Kamu kurumlarının bilişim sistemlerine sızarak sahte diploma, ehliyet ve diğer resmi belgeleri düzenleyen çeteye yönelik yürütülen soruşturma, hukuk ve teknoloji dünyasında büyük yankı uyandırdı. Ankara Cumhuriyet Başsavcılığı'nın 220 kişi hakkında dava açmasıyla birlikte, e-devlet ve e-imza uygulamalarının güvenilirliği yeniden tartışılmaya başlandı. Hukukçular, sistemin baştan aşağı gözden geçirilmesi gerektiğini savunuyor.
Ekonomim'in haberine göre, Avukat Asker Çatak, yaşanan olayın sıradan bir diploma sahteciliğinden ibaret olmadığını belirtti. Şüphelilerin eylemlerinin sadece diploma ve ehliyetle sınırlı kalmadığını, başka kamu kurumlarına ait e-imzaların da kopyalanarak çok sayıda usulsüz belge düzenlendiğini vurguladı. Çatak, e-imzanın sahibinin parmak iziyle eşdeğerde olduğunu hatırlatarak, e-imzası kopyalanan kişilerin ve ilgili kurum çalışanlarının detaylı bir şekilde araştırılmasını istedi.
Çatak, bu tür olayların devam etme ihtimaline karşı e-imza kullanımında acil tedbirler alınması gerektiğini savunarak, "Gerekirse kurum bazında e-imza uygulaması durdurulup hızla kontroller yapılmalı" önerisinde bulundu.
Ceza hukukçusu Prof. Dr. Ersan Şen, bu durumun kamuya olan güveni ciddi şekilde sarstığını dile getirdi. "Cezalar yeterli değil, kanun bunları caydırmaya yetmiyor" diyen Şen, sahtecilik yapanların internet üzerinden açıkça müşteri arayacak kadar pervasızlaştığını belirtti. Sahte belgelerle elde edilen tüm hakların geçersiz olacağını vurgulayan Şen, bu olayın aynı zamanda e-devlet sisteminin baştan aşağı gözden geçirilmesi gerektiğini gösterdiğini söyledi.
Şen, "Bilinçli veya bilinçsiz ehli olmayanlar kaynaklı hata. Hata birden fazla tekrarlanmışsa tercihe dönüşmüş demektir" diyerek, kamu kurumlarındaki iç sızma veya ihmal olmadan bu kadar büyük bir olayın yaşanamayacağına dikkat çekti.

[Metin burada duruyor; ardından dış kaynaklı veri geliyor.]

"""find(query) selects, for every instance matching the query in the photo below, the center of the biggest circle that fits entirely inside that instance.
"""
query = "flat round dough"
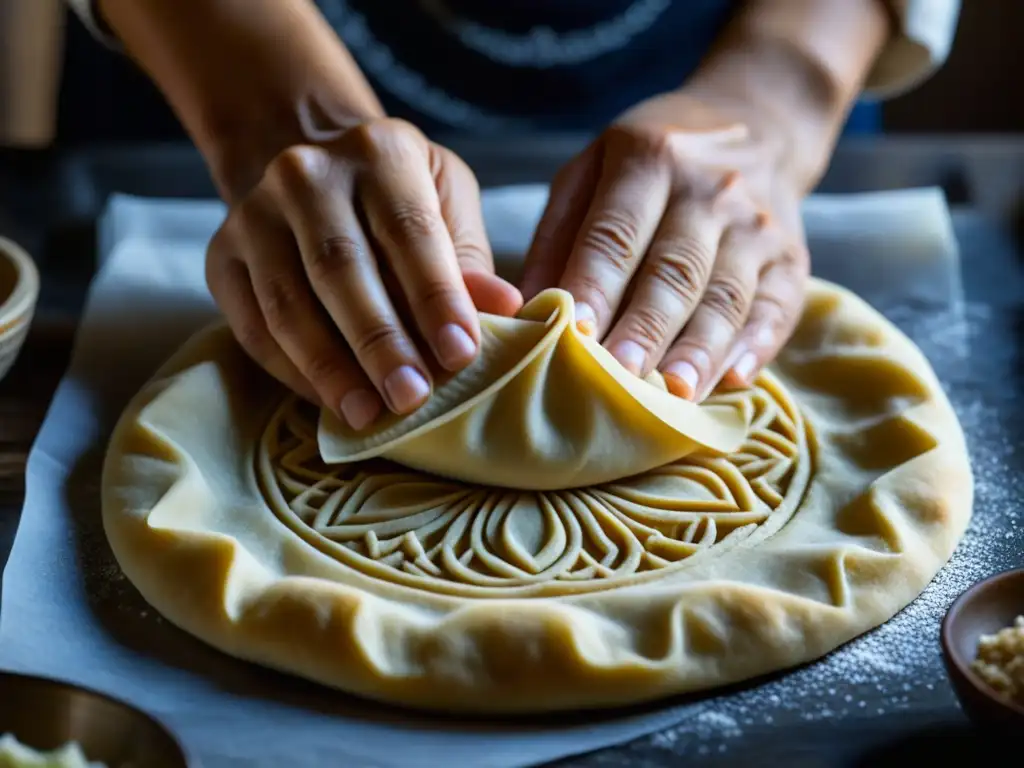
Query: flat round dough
(847, 491)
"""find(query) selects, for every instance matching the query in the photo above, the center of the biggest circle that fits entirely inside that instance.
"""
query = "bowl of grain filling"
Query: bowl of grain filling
(983, 649)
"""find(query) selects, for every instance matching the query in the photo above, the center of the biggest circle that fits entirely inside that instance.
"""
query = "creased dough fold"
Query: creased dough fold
(543, 408)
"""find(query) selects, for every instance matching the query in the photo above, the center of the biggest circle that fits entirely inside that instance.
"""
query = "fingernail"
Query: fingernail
(360, 408)
(455, 347)
(631, 354)
(586, 318)
(686, 375)
(743, 368)
(407, 389)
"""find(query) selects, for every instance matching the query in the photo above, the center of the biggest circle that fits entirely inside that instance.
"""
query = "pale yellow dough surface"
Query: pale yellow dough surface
(550, 532)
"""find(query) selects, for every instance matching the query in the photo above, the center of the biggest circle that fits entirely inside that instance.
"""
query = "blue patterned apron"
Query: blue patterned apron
(512, 66)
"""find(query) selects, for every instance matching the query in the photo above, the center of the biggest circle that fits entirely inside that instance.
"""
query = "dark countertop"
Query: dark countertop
(48, 203)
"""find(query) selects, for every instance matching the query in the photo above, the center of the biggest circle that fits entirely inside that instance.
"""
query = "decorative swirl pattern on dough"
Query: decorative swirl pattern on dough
(439, 535)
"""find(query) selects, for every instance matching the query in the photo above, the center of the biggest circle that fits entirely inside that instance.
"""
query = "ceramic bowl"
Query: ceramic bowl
(47, 714)
(983, 609)
(18, 292)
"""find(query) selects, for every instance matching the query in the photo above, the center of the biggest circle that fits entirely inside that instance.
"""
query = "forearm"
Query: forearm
(247, 78)
(792, 71)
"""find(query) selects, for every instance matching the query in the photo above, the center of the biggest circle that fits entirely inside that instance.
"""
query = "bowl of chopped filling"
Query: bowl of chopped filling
(49, 724)
(983, 649)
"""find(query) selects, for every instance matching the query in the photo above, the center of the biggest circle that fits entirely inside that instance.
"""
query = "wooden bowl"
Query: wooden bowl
(985, 608)
(47, 714)
(18, 292)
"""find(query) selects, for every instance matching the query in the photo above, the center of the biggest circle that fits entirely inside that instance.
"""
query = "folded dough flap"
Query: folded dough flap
(542, 408)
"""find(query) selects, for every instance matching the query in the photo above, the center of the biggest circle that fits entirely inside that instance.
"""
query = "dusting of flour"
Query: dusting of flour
(887, 670)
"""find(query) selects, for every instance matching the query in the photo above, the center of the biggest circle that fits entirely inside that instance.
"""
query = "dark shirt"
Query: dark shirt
(477, 67)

Adalet Bakanı Yılmaz Tunç, sosyal medya hesabından yaptığı açıklamada, devletin saygınlığını zedelemeye yönelik bu eyleme karşı gerekli adımların atıldığını duyurdu. Bakan Tunç, yürütülen soruşturma kapsamında 220 kişi hakkında adli işlem yapıldığını ve 199 şüpheli hakkında kamu davası açıldığını bildirdi. Ayrıca, 37 kişinin tutuklandığını ve 150 kişi hakkında adli kontrol kararı verildiğini belirtti. Tunç, suçun önlenmesi amacıyla kamu kurumlarıyla bilgi paylaşımı yapıldığını da sözlerine ekledi.